Sixty miles west of Boston, Massachusetts there is the small New England town of Sturbridge. Located at the junction of I-90 (The Mass Pike), and I-84 it has become known as the "Crossroads of New England". The town was first settled over 300 years ago, and like other small New England towns it has grown just enough over the years to be in a difficult place today. How do we embrace the future without forgetting how we got to our present? How do we attract the right kind of growth, and maintain who we are? And, what about our culture out here in Central Massachusetts?
These pages will cause one to think about how to protect what we have, our future direction, and how to move on in the very best way.
Those thoughts, and other ramblings, will hopefully inspire more thought, conversation, action, and occasionally a smile...
...seems to be working so far
Tuesday, May 7, 2013
A Fleet.
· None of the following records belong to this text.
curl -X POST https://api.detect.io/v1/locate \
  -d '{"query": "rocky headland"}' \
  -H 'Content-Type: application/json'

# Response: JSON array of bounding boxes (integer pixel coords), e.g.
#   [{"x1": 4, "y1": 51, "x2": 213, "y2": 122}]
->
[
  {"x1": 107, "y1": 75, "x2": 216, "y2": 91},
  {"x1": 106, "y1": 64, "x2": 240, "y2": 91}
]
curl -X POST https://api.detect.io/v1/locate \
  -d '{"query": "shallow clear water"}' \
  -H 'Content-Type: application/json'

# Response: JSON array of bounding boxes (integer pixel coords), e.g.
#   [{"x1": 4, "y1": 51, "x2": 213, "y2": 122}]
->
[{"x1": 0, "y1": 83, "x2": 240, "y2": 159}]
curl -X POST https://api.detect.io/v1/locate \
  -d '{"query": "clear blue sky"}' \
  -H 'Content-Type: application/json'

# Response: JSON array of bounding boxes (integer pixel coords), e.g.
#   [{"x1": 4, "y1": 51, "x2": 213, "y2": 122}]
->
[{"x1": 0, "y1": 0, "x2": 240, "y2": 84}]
Really? A Fleet?
One question: Why?
Doesn't the TA own his own car? Why would the TA's use of a town own car be necessary?
The article speaks of "fleet" of town vehicles.
Police vehicles. Check.
Fire vehicles. Check.
Board of Health. Not sure, but probably. Check.
School Department. Of course. Check.
Where is this vehicle coming from? And, why does Sturbridge have a "fleet" of vehicles?
Cripes. Never mind. It's just me. I'm just having a moment trying to rationalize a town of 7,837 people having a fleet of vehicles at it's disposal, and one extra for the Town Administrator to use in place of his own vehicle.
Forget about it. Just me, being a catalyst again.
Sturbridge administrator to get a town vehicle
STURBRIDGE — The town administrator now has one of the town’s fleet vehicles at his disposal, thanks to selectmen.
In a 2-1-1 vote, selectmen last night authorized Town Administrator Shaun A. Suhoski access to one of the town’s vehicles.
Chairman Thomas R. Creamer made the motion, which was seconded by Selectmen Priscilla Gimas, and they both voted for it.
“I think it’s inequitable that the town administrator is not authorized to have one of the fleet vehicles out here at his disposal,” Mr. Creamer said. “I think as a sign of equity that the town administrator should be authorized to use a fleet vehicle whenever he deems it necessary. If he wants to take a fleet vehicle home and respond back to the town with the fleet vehicle, I think it’s only fair and appropriate because he is the senior individual in respect to on-the-ground, day-to-day decisions.”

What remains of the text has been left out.